Soltanieh accused the nuclear agency of endangering the lives of Iranian scientists by releasing their names in an annex to last week’s report. “The release of the names of the Iranian nuclear scientists by the agency has made them targets for assassination by terrorist groups as well as the Israeli regime and the U.S. intelligence services,” he said in a letter to the IAEA’s director general, Yukiya Amano.
The U.S. sanctions are expected to be announced tomorrow and build on measures against the country’s oil and gas industry. The idea is to limit foreign investment in the sector, and other Western countries are expected to follow suit with similar measures.
Since the IAEA report, the United States has been trying to rally international support for new sanctions against Iran. But U.S. efforts to target Iran’s central bank have met with obstacles because China, Japan and other countries use it to process purchases of Iranian oil.
Another problem is that the White House is reluctant to take steps that would send oil prices sharply higher, something that would sting the U.S. and European economies.
Republican Senator Mark Kirk of Illinois is sponsoring legislation to impose sanctions on Iran’s central bank. Kirk said the Obama Administration is “not taking any real action against the Central Bank of Iran or other parts of the nuclear program of the Islamic Republic of Iran and then telling everyone else that they shouldn’t do anything either.”

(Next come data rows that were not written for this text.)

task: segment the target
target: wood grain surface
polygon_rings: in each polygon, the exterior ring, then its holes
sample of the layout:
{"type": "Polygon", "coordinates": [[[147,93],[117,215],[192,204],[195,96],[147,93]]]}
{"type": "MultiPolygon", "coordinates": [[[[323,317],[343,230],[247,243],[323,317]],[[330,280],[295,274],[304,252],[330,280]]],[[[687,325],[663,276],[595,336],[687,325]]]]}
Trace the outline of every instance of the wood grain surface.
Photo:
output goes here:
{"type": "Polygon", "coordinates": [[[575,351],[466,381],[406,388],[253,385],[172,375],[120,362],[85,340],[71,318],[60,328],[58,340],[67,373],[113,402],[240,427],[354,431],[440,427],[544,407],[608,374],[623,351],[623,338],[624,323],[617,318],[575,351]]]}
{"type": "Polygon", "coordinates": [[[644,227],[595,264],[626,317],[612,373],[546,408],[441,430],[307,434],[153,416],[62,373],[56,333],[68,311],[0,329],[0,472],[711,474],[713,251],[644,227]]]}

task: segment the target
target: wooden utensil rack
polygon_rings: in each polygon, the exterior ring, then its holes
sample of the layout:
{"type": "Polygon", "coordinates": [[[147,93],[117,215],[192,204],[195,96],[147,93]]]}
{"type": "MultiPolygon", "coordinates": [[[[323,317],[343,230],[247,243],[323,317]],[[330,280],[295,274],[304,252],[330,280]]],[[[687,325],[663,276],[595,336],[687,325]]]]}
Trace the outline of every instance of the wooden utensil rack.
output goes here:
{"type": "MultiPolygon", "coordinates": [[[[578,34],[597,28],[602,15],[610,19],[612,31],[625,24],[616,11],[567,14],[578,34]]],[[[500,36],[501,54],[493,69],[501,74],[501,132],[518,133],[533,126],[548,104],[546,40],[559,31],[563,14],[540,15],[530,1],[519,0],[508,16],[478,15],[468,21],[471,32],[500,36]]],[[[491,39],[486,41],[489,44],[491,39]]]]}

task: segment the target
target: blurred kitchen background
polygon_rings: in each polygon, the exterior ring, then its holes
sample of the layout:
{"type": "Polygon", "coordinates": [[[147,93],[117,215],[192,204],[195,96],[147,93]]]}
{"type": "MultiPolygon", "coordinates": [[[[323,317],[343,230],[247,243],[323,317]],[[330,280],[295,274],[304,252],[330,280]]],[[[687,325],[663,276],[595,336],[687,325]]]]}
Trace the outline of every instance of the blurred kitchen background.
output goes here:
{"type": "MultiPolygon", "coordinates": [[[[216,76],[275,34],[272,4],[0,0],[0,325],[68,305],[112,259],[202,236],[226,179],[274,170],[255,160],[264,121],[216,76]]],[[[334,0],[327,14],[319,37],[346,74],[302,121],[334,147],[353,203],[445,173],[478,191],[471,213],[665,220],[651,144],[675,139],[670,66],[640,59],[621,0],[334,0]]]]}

Adam Szubin, director of the Treasury’s Office of Foreign Assets Control, said at a House hearing last week that the central bank sanctions could actually benefit Iran while hurting the U.S. and global economies by causing oil prices to spike.
Meanwhile, the IAEA report stepped up talk of a potential Israeli attack, a move that U.S. Defense Secretary Leon Panetta said last week would have a “serious impact” on the Middle East and possibly on American forces in the region, without seriously disrupting Iran’s nuclear program.
But the chairman of the Joint Chiefs of Staff, Gen. Martin Dempsey, said Friday the military option is not off the table. “I don’t choose to talk about our discussions with our Israeli partners, but I will tell you we are on a dual-track approach, economic and diplomatic, with never taking the military option off the table. And I think that’s the right place to be,” he said when asked what the message to Israel would be about a potential military strike on Iran’s nuclear program.